Parlanchinear - por Nicolás Guerra Aguiar


Jamás de los jamases les perdonaré a los técnicos del aire acondicionado que no llegaran en la del alba, tal como habían prometido. Porque resulta que en la sala de espera de una clínica oftalmológica hacía calor. Y, claro, como allí estábamos ocho personas, siempre hay alguien que mete la pata: -¡Uf, cuánto calor!-, dijo la señora del pañuelo verde, angelito de Dios, inocente criatura, inmaculada mortal con aquella carita de buena gente, cándido querubín.




 

Parlanchinear - por Nicolás Guerra Aguiar

Jamás de los jamases les perdonaré a los técnicos del aire acondicionado que no llegaran en la del alba, tal como habían prometido. Porque resulta que en la sala de espera de una clínica oftalmológica hacía calor. Y, claro, como allí estábamos ocho personas, siempre hay alguien que mete la pata: -¡Uf, cuánto calor!-, dijo la señora del pañuelo verde, angelito de Dios, inocente criatura, inmaculada mortal con aquella carita de buena gente, cándido querubín.
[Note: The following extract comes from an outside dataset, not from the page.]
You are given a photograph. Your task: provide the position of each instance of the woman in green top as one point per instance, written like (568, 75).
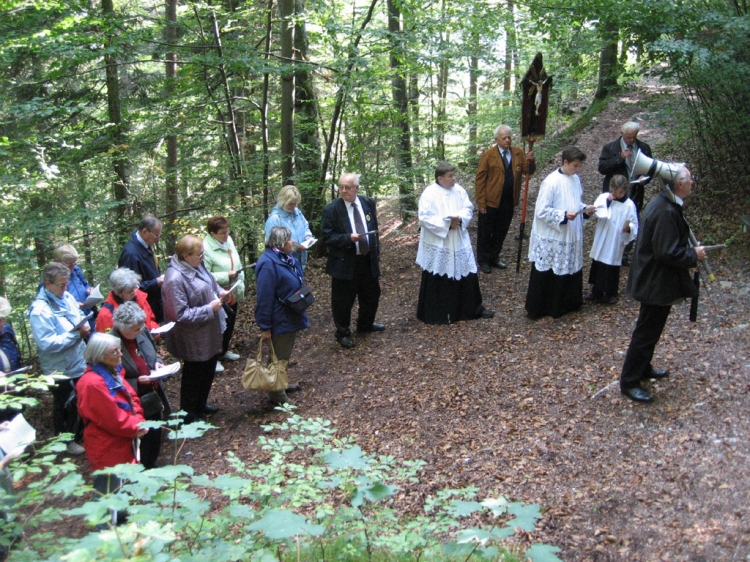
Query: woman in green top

 Consecuencia: -¿Qué puede haber entre la unión de un ser y otro ser?-, preguntaba Pepe Monagas en el cuento del Niño cocú. –Pues eso, se contesta él, que nace un ser-, aunque en aquel caso que cuenta se trataba de un ser que no podía ser. Ergo, por tanto: ¿qué puede pasar en una sala de espera cuando en el silencio de suaves susurros alguien comenta algo ante la señora de turno que está frita por contar su currículum profesional de paciente-sufriente, de aquel yo agazapado a la espera de una mínima excusa para romper aguas y lanzarse a los aires mientras golpea, taladra y tritura los oídos de quienes allí se encuentran, condenados a ser mártires sin haber echado la solicitud? Pues pasa eso: que la mujer agarra la palabra desde la primera sílaba y no la suelta ni cuando le ponen las gotas para dilatar la pupila, por más que muchos rezamos para que se le pasaran al gaznate y la añulgaran, con vómitos y todo, o que le anestesiaran la lengua.
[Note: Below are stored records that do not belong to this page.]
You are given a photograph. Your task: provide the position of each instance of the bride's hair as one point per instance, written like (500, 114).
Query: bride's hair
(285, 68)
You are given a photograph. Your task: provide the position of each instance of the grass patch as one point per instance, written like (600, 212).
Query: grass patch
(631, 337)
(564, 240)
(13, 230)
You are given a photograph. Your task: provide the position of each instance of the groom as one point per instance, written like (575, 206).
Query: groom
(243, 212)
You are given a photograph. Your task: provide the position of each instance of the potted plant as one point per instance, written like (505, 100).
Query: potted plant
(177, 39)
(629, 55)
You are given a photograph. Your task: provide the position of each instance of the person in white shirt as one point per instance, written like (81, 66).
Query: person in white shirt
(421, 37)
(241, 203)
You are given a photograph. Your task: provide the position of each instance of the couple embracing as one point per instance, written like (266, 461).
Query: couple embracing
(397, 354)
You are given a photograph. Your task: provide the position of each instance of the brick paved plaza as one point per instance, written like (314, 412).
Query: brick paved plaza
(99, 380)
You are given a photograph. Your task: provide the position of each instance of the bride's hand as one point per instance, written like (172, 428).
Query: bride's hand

 Pero no, nuestras preces no fueron escuchadas: hay milagros imposibles, ya lo sabe Santa Rita. Amén. Por tanto, durante una hora vivimos la pasión enfermiza de la interfecta, nietito incluido que ya dice «Mary», el nombre de aquel flagelo lingüístico, por más que el niño tiene seis meses, dos días y catorce horas, cosa genética, me dice el vecino al que luego se llevaron los loqueros galdosianos: le dio un malejón y echaba chuchangos por la boca, el pobre, tan calladito que estuvo los primeros veinte minutos, hasta que fue a lanzarse al cuello de Mary, miedo daba el hombre con aquellos ojos saltones. (Hoy me entero de que se perforó los oídos con elDiccionario, el pobre.)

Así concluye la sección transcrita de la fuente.